The ability of the KNN algorithm to classify passive flight behaviour from acceleration was limited, though it was able to distinguish flapping from non-flapping flight accurately. The increased dynamic movement and posture adopted during flapping separates this flight type in tri-axial acceleration space [16]. While we did find evidence for variation in the smoothed surge signal between passive flight types, these differences were not sufficient to form discrete clusters for high accuracy classification. This is in contrast to other studies such as that by Shamoun-Baranes et al. [7], which distinguished between specific behaviours from smoothed tri-axial acceleration values using supervised classification trees. As KNN has been shown to perform similarly to a number of automated classification algorithms, at least for the identification of active flapping and passive non-flapping flight [40] it would seem that, even at the high frequency of 40 and 20 Hz, passive flight types cannot be distinguished between from their acceleration values alone with such algorithms.
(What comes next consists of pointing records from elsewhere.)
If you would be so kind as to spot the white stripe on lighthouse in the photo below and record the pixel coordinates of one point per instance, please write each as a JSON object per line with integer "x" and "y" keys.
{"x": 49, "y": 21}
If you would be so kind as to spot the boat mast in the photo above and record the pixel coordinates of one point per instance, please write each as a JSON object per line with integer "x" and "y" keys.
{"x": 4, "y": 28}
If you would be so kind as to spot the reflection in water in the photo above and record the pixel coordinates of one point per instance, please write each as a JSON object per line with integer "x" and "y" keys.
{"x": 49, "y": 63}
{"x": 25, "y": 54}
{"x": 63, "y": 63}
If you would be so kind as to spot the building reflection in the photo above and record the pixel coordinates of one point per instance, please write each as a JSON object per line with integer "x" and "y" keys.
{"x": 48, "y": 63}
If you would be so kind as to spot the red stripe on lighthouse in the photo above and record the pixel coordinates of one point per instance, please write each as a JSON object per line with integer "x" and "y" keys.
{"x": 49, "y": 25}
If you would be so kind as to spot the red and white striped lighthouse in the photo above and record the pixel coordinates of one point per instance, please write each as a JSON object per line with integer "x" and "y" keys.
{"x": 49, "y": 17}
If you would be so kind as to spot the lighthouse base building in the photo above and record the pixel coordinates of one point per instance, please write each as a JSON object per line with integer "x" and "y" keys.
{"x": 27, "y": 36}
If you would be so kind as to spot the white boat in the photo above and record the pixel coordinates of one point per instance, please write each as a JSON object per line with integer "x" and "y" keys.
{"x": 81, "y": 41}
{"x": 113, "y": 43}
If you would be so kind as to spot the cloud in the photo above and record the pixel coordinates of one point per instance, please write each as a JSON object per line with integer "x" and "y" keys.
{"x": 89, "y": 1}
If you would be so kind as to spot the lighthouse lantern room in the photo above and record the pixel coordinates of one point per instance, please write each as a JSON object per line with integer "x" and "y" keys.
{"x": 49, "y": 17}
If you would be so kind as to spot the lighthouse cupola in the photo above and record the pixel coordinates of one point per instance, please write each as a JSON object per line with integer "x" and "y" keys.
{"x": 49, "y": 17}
We suggest that the use of magnetometer data may be more powerful than accelerometer data to distinguish between different flight behaviours. Machine-learning approaches and other algorithms are currently being used to automate the identification of behaviour types from acceleration data [7, 16, 43, 44, 51], and the application of automated classification to magnetometry data is new (cf. [27]). Nonetheless, we believe this approach holds promise for the identification of many behavioural patterns. The independence of the magnetometer signal from dynamic movement may be a particular asset when it comes to the investigation of flight behaviour.

Conclusions

For soaring birds, the classification of their dominant flight types relies on the consideration of multiple sensors. The combination of magnetometry, barometric pressure, airspeed and accelerometry, provided a detailed insight into animal movement for the accurate identification and quantification of behaviour, from which the space use of soaring birds and their reliance on updraughts can be investigated. We highlight some of the circumstances under which it is not possible to use the smoothed acceleration signal to derive precise estimates of body orientation (here during thermal soaring) though we do find evidence that the smoothed surge values should vary with body pitch affecting airspeed in flight. The effects of centripetal acceleration should be considered in the interpretation of the dynamic and gravitational acceleration, especially concerning animals that experience changes in velocity during certain behaviours.